[Interview] Emily Maguire

Emily Maguire divides her time between writing and teaching English.

Her articles on sex, religion, culture and literature have been published in newspapers and magazines that include The Observer, The Sydney Morning Herald and The Financial Review.

Her first novel, Taming the Beast, has been translated into ten languages.

In 2006, the novel received a special commendation in the Kathleen Mitchell Awards. In the same year, the novel was also placed on the EDS Dylan Thomas Prize for Fiction longlist.

Emily Maguire spoke about some of the things that motivate her as a writer.

When did you decide you wanted to be a writer?

I've always written, but I decided I'd try to make a career of it only after working in crushingly boring office jobs for a number of years.

What would you say are your main concerns as a writer?

I'm interested in challenging people's moral assumptions. Most people absorb certain ideas as children and never question or investigate them, so we have a society filled with adults whose ideas about sex, religion and moral responsibility remain at seventh grade level.

I'm influenced by writers who manage to write about deeply serious subjects without becoming preachy or overly-somber. Graham Greene, Nadine Gordimer, A.L. Kennedy and Mary Gaitskill have all been important to my development as a writer.

What are the biggest challenges that you face?

It can be hard to go to really dark places in my writing sometimes. I was raised to be nice and pleasant and make everybody feel comfortable; it can be very difficult to ignore that upbringing.

I'm learning that I can't control people's reactions and if I try to, I will never write anything interesting.

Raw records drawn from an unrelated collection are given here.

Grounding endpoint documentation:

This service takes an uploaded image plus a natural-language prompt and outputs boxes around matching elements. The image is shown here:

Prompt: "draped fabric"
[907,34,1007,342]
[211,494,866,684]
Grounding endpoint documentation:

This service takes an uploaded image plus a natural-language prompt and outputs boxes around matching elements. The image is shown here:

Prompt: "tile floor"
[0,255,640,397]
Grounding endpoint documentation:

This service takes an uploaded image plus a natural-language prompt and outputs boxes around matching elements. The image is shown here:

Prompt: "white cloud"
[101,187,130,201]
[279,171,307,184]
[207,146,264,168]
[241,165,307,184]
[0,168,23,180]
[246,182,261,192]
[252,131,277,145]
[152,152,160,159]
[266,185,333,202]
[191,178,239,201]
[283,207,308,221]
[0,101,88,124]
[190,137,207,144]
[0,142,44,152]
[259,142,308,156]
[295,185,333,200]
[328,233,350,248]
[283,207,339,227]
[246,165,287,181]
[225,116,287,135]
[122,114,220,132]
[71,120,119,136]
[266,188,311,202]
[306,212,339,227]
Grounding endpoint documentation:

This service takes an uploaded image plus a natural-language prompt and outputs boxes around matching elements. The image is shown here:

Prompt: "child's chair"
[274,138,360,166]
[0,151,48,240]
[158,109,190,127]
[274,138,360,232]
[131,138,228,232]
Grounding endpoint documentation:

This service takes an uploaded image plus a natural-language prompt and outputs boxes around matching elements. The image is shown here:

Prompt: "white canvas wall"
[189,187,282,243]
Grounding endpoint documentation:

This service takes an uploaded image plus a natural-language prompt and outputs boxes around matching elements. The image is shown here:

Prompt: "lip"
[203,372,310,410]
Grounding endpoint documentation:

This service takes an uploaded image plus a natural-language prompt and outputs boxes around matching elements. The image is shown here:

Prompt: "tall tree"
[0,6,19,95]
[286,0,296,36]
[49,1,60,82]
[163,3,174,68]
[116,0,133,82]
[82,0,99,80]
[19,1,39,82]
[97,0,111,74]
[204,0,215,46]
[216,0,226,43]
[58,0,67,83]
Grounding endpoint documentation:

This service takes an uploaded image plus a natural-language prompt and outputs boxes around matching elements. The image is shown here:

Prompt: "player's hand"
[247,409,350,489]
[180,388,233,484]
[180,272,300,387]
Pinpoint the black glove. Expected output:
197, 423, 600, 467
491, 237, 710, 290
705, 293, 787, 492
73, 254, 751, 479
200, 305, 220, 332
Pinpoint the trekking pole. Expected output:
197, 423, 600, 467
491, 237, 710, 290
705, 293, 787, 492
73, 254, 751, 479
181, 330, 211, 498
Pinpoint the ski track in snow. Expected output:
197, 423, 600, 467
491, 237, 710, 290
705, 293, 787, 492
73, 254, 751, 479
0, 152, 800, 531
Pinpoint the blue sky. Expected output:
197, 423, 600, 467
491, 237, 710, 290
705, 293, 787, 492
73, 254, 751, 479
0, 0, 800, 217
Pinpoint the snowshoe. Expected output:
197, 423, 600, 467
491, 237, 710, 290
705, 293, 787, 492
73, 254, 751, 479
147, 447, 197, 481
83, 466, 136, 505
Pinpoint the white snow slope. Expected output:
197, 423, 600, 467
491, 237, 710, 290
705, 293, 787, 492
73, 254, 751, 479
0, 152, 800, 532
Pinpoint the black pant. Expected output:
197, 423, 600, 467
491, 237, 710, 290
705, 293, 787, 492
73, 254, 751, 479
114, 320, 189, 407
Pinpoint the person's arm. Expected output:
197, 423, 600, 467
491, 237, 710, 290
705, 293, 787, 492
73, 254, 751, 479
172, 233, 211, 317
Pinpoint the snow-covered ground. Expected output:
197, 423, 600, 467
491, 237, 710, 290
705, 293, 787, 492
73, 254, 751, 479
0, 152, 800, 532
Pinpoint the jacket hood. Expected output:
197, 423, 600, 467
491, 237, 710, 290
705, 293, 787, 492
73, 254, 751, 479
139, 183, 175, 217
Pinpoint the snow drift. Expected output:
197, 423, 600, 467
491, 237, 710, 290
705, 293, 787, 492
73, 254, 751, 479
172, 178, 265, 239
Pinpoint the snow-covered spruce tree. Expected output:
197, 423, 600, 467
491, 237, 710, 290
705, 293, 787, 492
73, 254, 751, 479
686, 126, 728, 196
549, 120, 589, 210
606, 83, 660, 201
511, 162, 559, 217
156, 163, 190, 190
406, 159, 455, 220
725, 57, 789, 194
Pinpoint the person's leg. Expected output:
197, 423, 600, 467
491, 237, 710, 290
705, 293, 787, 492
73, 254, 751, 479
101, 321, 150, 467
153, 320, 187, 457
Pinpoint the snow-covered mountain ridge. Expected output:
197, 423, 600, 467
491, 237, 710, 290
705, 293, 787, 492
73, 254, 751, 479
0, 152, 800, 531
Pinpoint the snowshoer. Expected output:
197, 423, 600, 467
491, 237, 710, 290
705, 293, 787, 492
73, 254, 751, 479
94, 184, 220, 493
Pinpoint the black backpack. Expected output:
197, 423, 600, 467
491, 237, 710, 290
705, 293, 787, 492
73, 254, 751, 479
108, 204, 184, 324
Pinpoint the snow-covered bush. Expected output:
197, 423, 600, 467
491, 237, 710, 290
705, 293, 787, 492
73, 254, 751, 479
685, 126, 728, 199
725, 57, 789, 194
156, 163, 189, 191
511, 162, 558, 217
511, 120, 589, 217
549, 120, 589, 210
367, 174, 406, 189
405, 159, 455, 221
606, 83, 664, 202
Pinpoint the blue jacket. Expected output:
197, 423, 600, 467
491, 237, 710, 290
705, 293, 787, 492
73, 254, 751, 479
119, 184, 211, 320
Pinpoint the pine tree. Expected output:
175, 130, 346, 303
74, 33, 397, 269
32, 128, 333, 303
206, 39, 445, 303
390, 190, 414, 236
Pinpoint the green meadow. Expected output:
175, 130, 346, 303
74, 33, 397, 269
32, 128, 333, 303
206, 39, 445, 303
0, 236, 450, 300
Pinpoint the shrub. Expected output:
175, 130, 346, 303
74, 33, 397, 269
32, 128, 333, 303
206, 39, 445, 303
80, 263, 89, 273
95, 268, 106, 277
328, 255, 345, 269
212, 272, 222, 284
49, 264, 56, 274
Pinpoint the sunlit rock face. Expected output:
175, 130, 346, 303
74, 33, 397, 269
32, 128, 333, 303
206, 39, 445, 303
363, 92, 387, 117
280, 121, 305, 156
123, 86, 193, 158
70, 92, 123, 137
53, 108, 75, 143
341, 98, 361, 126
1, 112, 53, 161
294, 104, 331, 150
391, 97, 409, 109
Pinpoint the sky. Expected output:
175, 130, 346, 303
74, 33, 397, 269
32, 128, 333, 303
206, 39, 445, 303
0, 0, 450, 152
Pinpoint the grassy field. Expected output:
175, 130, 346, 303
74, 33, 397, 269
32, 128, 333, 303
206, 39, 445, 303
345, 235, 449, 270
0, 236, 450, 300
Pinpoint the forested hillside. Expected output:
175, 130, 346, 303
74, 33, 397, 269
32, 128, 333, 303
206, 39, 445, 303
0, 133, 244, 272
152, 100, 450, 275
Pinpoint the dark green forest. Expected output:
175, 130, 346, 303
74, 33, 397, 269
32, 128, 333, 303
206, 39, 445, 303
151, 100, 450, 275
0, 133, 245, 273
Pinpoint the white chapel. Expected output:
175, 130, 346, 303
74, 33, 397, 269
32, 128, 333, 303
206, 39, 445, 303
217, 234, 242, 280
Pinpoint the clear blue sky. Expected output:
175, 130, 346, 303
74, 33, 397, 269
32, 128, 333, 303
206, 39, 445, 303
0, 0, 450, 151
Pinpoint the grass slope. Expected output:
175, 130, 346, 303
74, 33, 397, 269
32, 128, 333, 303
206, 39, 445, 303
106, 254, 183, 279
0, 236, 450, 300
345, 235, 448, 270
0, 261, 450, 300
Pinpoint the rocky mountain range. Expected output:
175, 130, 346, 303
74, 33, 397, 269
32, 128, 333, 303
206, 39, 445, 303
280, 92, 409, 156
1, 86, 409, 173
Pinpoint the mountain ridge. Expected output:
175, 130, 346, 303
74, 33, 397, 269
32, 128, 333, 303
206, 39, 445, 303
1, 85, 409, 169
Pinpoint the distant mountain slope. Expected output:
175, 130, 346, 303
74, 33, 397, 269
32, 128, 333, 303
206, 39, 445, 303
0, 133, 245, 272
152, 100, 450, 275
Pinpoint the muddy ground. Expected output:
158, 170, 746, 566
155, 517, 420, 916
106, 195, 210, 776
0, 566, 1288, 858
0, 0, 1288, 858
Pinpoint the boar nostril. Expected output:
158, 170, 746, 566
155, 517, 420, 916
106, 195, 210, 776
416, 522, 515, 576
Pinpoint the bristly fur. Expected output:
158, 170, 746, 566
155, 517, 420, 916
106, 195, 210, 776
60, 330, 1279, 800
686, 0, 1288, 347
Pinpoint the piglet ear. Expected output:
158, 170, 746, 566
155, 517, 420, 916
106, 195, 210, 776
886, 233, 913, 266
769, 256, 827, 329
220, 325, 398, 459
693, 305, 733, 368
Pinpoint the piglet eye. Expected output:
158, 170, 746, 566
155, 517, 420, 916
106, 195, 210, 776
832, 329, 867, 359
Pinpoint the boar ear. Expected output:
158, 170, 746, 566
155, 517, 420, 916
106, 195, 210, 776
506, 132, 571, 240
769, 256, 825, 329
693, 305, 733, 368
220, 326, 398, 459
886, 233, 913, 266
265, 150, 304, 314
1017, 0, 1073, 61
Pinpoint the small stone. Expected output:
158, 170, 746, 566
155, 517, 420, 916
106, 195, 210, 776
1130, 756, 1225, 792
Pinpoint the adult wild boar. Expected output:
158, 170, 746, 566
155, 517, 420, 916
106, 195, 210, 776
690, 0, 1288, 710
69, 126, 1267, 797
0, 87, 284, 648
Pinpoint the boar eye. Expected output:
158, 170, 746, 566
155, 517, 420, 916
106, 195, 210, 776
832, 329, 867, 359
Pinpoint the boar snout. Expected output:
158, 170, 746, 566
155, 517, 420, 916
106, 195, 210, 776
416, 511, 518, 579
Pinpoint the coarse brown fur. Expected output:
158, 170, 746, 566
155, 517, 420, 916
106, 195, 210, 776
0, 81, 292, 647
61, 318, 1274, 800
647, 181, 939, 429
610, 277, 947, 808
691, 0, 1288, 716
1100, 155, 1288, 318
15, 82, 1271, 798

I've accepted that some people are going to think I am my characters, no matter how much I deny this. And some who believe that I am not my characters will consider me a corrupt and possibly dangerous human being for having invented this stuff.

What is your novel about?

Taming the Beast tells the story of Sarah Clark, a clever but damaged young woman who is drawn into a violent love affair with the teacher who abused her as a teenager.

Daniel Carr leaves her bloody and bruised after every meeting, but despite the protestations of her best friend and sometime lover, Jamie Wilkes, Sarah is adamant that Daniel is the love of her life. She sees his monstrousness as a challenge and believes she is strong enough to "tame the beast."

The novel's chief concerns are sexual politics, transgressive relationships and what it means to love someone who damages you body and soul.

Taming the Beast attempts to overturn modern expectations of twenty-something relationships and female desire, while seriously challenging the contemporary paradigm that real love is healthy and nourishing.

How long did it take you to write it?

A couple of years. I was working full-time in an office, so I wrote it mostly during the insomniac hours.

It was first published in Australia in 2004 and then published in the U.K. in 2005. The U.S. edition has just been released this month [September].

Which aspects of the work that you put into the novel did you find most difficult?

Cutting was the hardest thing. I started with a manuscript almost three times the length of the final book. Throwing out chapters, pages, plot lines and characters in order to produce the novel was very, very difficult. But very necessary.

Which did you enjoy most?

I just love to write. I love that I can sit down at my computer with my head full of real-life stuff and 10 or 20 minutes [later] I am just gone.

Taming the Beast has a very dark view of human nature. My subsequent novel and my non-fiction are a touch more positive about human motivation and behavior.

My fiction is always about challenging the accepted ideas about what is right and good. Taming the Beast fits with my obsession about questioning mainstream morals and mores.

Which themes will you be exploring in is your next book?

My second novel, The Gospel According to Luke, is about religious terrorism, belief, family, grief and hope.